FACTS: An action to recover damages


for the loss of an eye and other injuries, instituted by David Taylor, a minor, by his father, his
nearest relative. The defendant is a foreign corporation engaged in the operation of a street railway
and an electric light system in the city of Manila.The plaintiff, David Taylor, was at the time when he
received the injuries complained of,15 years of age. On the 30th of September , 1905 David together
with his companion Manuel Claparols went to the companys premises and found some twenty or
thirty brass fulminating caps scattered on the ground. They tried to break the cap with a stone and
hammer but failed, so they opened one of the caps with a knife and finding that it was filed with a
yellowish substance they lighted it with a match and explosion followed causing them more or less
injuries and to the removal of the right eye of David.
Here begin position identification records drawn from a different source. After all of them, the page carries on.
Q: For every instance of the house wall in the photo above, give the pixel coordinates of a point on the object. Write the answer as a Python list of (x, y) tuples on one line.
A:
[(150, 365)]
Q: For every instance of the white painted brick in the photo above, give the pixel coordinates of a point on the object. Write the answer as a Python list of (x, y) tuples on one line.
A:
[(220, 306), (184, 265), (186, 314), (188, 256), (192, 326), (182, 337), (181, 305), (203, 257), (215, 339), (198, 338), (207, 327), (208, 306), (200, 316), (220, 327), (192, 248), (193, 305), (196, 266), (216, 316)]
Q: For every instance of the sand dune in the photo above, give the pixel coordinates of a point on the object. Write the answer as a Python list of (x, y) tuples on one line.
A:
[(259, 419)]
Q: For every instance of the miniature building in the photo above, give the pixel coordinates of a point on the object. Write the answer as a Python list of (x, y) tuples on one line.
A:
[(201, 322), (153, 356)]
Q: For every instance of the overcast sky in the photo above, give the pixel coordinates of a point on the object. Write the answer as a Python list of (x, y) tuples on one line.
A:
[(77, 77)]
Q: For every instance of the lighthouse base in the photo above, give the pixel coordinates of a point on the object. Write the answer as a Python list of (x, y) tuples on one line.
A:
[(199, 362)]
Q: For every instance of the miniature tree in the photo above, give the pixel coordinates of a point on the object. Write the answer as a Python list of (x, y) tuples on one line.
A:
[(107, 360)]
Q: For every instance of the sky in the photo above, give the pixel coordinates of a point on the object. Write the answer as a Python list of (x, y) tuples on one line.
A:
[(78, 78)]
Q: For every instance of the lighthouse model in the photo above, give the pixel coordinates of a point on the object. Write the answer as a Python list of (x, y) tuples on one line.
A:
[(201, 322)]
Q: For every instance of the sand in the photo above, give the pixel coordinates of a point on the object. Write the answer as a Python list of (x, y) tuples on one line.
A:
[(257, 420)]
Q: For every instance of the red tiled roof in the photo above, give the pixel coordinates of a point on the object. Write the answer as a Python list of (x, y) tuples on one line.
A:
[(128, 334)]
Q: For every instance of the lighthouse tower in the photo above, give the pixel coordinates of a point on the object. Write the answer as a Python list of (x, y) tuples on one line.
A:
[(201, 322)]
So this action arises and the trial court ruled in
favor of the plaintiff.
RULING OF THE LOWER COURT: The claim of the plaintiff shows that evidence in the record
sufficiently establishes the contrary, and justifies the court in drawing the reasonable inference that
the caps found on its premises were its property. Thus, applying the provisions of the Articles 1089
of the Civil Code read together with articles 1902,1903, and 1908 of that Code, the company is
liable for the damage which was occurred. Not satisfied with the decision of lower court, counsel
for defendant and appellant rests his appeal strictly upon his contention that the facts proven at the
trial do not establish the liability of the company under the provisions of these articles.
ISSUE: Whether or not David is entitled to damages
HELD: In the case at bar, we are satisfied that the plaintiff in this case had sufficient capacity and
understanding to be sensible of the danger to which he exposed himself when he put the match to
the contents of the cap; that he was sui juris in the sense that his age and his experience qualified
him to understand and appreciate the necessity for the exercise of that degree of caution which
would have avoided the injury resulted from his own deliberate act; and that the injury incurred by
him must be held to have been the direct and immediate result of his own willful and reckless act,
so that while it may be true that these injuries would not have been incurred but for the negligent
act of the defendant in leaving the caps exposed on its premises, nevertheless plaintiffs own act
was the proximate and principal cause of the accident which inflicted the injury .We think it is quite
clear that the immediate cause of the explosion ,the accident which resulted in plaintiffs injury
,was his own act in putting a match to the contents of the cap, and that having contributed to the
principal occurrence, as one of its determining factors, he can not recover. Twenty days after the
date of this decision let judgment be entered reversing the judgment of the court below, without
costs to either party in this instance, and 10 days thereafter let the record be returned to the court
wherein it originated, where judgment will be entered in favor of the defendant for the costs in first
instance and the complaint dismissed without day. SO ORDERED. Judgment reversed.